DARIEN, Ill. — People usually start forgetting their dreams moments after waking up. Some of the more bizarre dreams however, full of people we haven’t seen in years or seemingly nonsensical events, can stick with us much longer. Academics and philosophers have debated the true purpose and meaning of dreams for centuries. Now, a new study is offering up some compelling evidence that dreams are a way for our minds to look back on the past and predict the future simultaneously.

According to the findings, dreams result from a process that combines various memories from past experiences while anticipating how future events may unfold.

“Humans have struggled to understand the meaning of dreams for millennia,” says principal investigator Erin Wamsley, an associate professor in the department of psychology and program in neuroscience at Furman University, in a media release. “We present new evidence that dreams reflect a memory-processing function.
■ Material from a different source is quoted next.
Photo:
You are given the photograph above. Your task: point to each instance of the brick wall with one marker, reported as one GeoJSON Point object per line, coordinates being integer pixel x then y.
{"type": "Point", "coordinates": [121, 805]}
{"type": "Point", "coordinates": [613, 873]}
Although it has long been known that dreams incorporate fragments of past experience, our data suggest that dreams also anticipate probable future events.”
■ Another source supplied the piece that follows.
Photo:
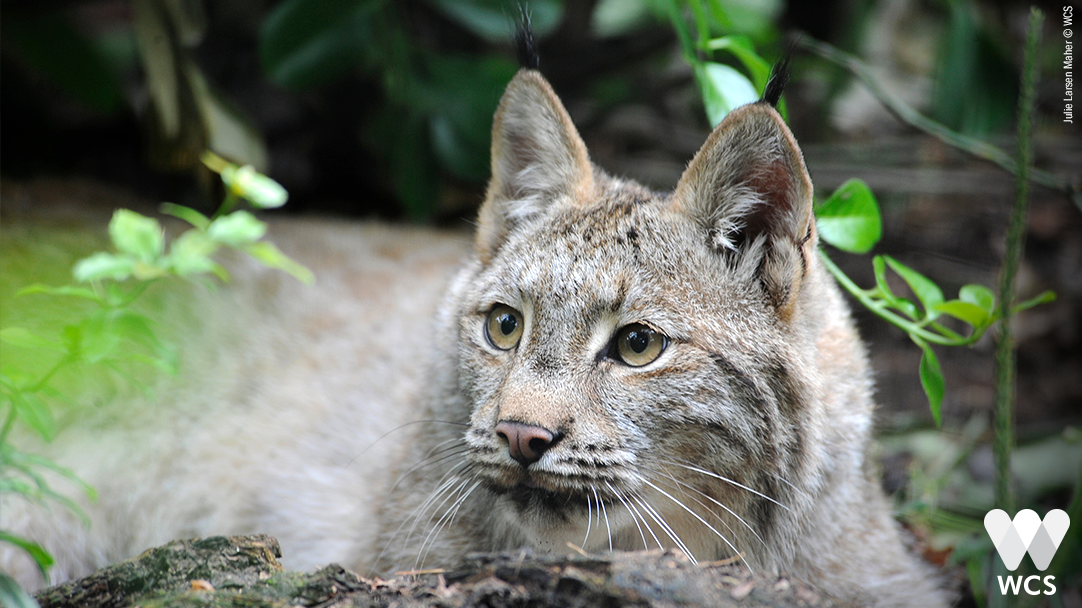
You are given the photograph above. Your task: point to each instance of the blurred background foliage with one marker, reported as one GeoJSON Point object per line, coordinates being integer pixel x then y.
{"type": "Point", "coordinates": [384, 107]}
Most of our dreams come from old memories

A total of 48 students took part in this project. Each participant agreed to spend one night in the researchers’ lab for overnight evaluation using a sleep study technique called polysomnography. It wasn’t exactly a restful night: study authors woke the students up 13 times throughout the evening to report on their experiences during sleep onset, REM sleep, and non-REM sleep. In the morning, everyone was asked to connect their dreams from the previous night to any real-life waking memories from the past. In total, the team analyzed 481 dream/memory reports.

Researchers traced over half of the dreams (53.5%) to real-life memories. Just under 50 percent of the reports with a memory source had a connection to multiple past experiences. Meanwhile, 25.7 percent of examined dreams appeared to have a connection to a specific impending event in a student’s life. More than a third (37.4%) of the dreams focusing on the future also had a link to one or more specific memories from the dreamer’s past.

“This is a new description of how dreams draw simultaneously from multiple waking-life sources, utilizing fragments of past experience to construct novel scenarios anticipating future events,” Wamsley adds.

Notably, dreams looking ahead to future events tended to occur more often later in the evening. Prof. Wamsley theorizes this tendency may be due to the “temporal proximity” of upcoming events — or when events occur relatively close to each other in time.

Dreams focusing on the future are rarely realistic or accurate, but the very process of using memories to help look ahead in time “may nonetheless serve an adaptive function,” study authors conclude.

The study appears in the journal Sleep and the team is presenting their findings at the Virtual SLEEP 2021 meeting.